Well, it’s back to normal as of 6:43 pm EST. I’ll start a new test with firmware that also calls Particle.process() more frequently and get it running as soon as I’m able.

I updated the firmware with frequent calls to Particle.process() (every 10ms while waiting for the “sleep” event) and added a few more groups of Particle.process() calls at each stage before I disconnect. So far I’m noticing the firmware update event is seen by the device earlier (before the Spark_Sleep() call), which was to be expected. I’ll keep an eye on this and post back with any significant results.

Well that didn’t take long, the same device has been unable to get firmware update events and hasn’t update “Last Connection” since 05:18 pm EST.

last_heard = “2017-03-22T21:18:28.619Z”

I have what I think is a stable system now thanks to help from @rickkas7. Over the past two weeks I’ve had two Electrons constantly connecting, checking for firmware updates, and sleeping for 10 minutes (same test as before), with some more calls to Particle.process() added. Across 4000 connection attempts, there were only 170 times when the Electron disconnected before getting the firmware update queued event (4.2% failure rate), and these seemed like isolated incidents, not multi-hour outages like before.

Some things that @rickkas7 pointed out that aren’t documented:

You need to call Particle.process() after Particle.disconnect() for the cloud to detect the Electron has disconnected. Otherwise, if you connect back up within some nearby timeframe - probably the keepalive timeout of 23 minutes - the cloud thinks it’s the same session and doesn’t go through sending events like it would with a new session. I added this code after Particle.disconnect():

    // wait for disconnect to complete
    while(!Particle.disconnected()) {
        Serial.println("...");
        for(i=0; i<100; i++) {
            Particle.process();
            delay(10);
        }
    }

BTW, Particle.disconnected() is a real function and seems to work though it’s not documented.

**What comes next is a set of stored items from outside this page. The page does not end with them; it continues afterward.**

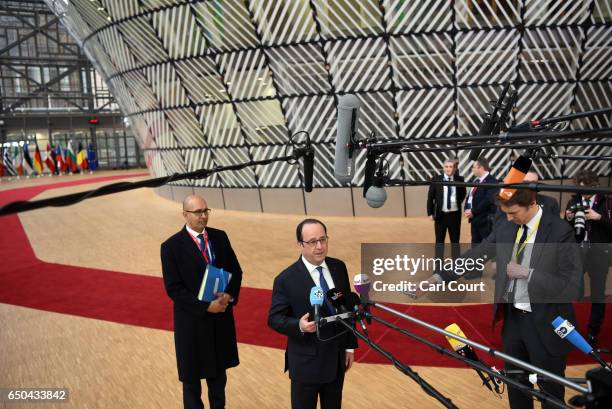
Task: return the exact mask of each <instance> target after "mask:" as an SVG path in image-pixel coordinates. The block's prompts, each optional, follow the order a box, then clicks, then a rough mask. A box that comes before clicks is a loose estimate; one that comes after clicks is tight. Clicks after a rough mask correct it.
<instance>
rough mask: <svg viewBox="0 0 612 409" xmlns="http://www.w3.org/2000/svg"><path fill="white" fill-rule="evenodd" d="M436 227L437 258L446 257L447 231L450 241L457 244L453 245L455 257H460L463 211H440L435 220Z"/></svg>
mask: <svg viewBox="0 0 612 409" xmlns="http://www.w3.org/2000/svg"><path fill="white" fill-rule="evenodd" d="M434 229H435V232H436V258H443V257H444V240H445V239H446V232H447V231H448V236H449V238H450V242H451V243H454V244H456V245H452V246H451V254H452V257H453V258H457V257H459V246H458V244H459V235H460V234H461V212H460V211H459V210H457V211H456V212H447V213H445V212H440V213H438V215H437V216H436V220H435V221H434Z"/></svg>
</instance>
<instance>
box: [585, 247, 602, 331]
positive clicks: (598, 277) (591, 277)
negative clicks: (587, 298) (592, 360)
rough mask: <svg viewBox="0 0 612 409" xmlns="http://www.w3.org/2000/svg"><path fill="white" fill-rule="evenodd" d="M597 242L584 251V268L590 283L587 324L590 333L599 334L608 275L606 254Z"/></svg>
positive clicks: (601, 247) (588, 330) (601, 318)
mask: <svg viewBox="0 0 612 409" xmlns="http://www.w3.org/2000/svg"><path fill="white" fill-rule="evenodd" d="M605 245H607V244H604V245H601V244H599V243H591V246H593V247H592V248H591V250H589V251H587V252H586V256H585V258H584V270H585V271H586V272H587V273H588V274H589V281H590V284H591V315H590V317H589V323H588V325H587V327H588V332H589V334H591V335H595V336H596V335H597V334H599V330H600V329H601V325H602V324H603V320H604V317H605V314H606V304H605V302H606V279H607V277H608V254H607V253H605V252H604V251H600V250H602V249H603V246H605Z"/></svg>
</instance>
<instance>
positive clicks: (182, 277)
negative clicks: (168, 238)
mask: <svg viewBox="0 0 612 409" xmlns="http://www.w3.org/2000/svg"><path fill="white" fill-rule="evenodd" d="M210 212H211V210H210V209H209V208H208V205H207V204H206V201H205V200H204V199H203V198H202V197H200V196H196V195H190V196H188V197H186V198H185V200H184V201H183V217H184V218H185V226H184V227H183V228H182V229H181V230H180V231H179V232H178V233H176V234H175V235H173V236H172V237H170V238H169V239H168V240H166V241H165V242H164V243H163V244H162V245H161V262H162V273H163V276H164V286H165V288H166V292H167V293H168V296H169V297H170V298H171V299H172V301H173V304H174V344H175V348H176V361H177V366H178V375H179V380H180V381H181V382H182V383H183V404H184V406H185V408H186V409H187V408H188V409H191V408H193V409H202V408H204V404H203V402H202V398H201V393H202V386H201V382H200V380H201V379H206V384H207V387H208V401H209V404H210V408H211V409H220V408H224V407H225V384H226V382H227V376H226V369H227V368H232V367H235V366H237V365H238V363H239V360H238V347H237V344H236V329H235V325H234V315H233V312H232V311H233V307H234V306H235V305H236V304H237V303H238V295H239V293H240V283H241V281H242V270H241V268H240V264H239V263H238V259H237V258H236V254H235V253H234V250H233V249H232V245H231V244H230V241H229V238H228V237H227V234H225V232H224V231H222V230H217V229H213V228H210V227H207V224H208V217H209V215H210ZM209 263H210V264H211V265H213V266H215V267H218V268H223V269H224V270H226V271H228V272H230V273H231V274H232V277H231V280H230V281H229V284H228V285H227V288H226V289H225V291H224V292H219V293H217V294H216V297H217V298H216V299H215V300H213V301H212V302H204V301H200V300H199V299H198V297H197V294H198V291H199V288H200V284H201V282H202V278H203V275H204V271H205V270H206V266H207V265H208V264H209Z"/></svg>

The Particle.process() documentation doesn’t cover all the cases where you need to call Particle.process(), so I just added in very frequent calls to Particle.process() starting from Cellular.connect() and ending with Particle.disconnected() returning true.

I noticed another improvement with the firmware in this test: I was getting occasional duplicate webhook events from a single publish, and these went away after calling Particle.process() more often throughout my code.

Hope this helps anyone else using SYSTEM_MODE_MANUAL and trying to optimize battery life by using deep sleep as much as possible.

3 Likes

This is a really good thing to know. Thank you.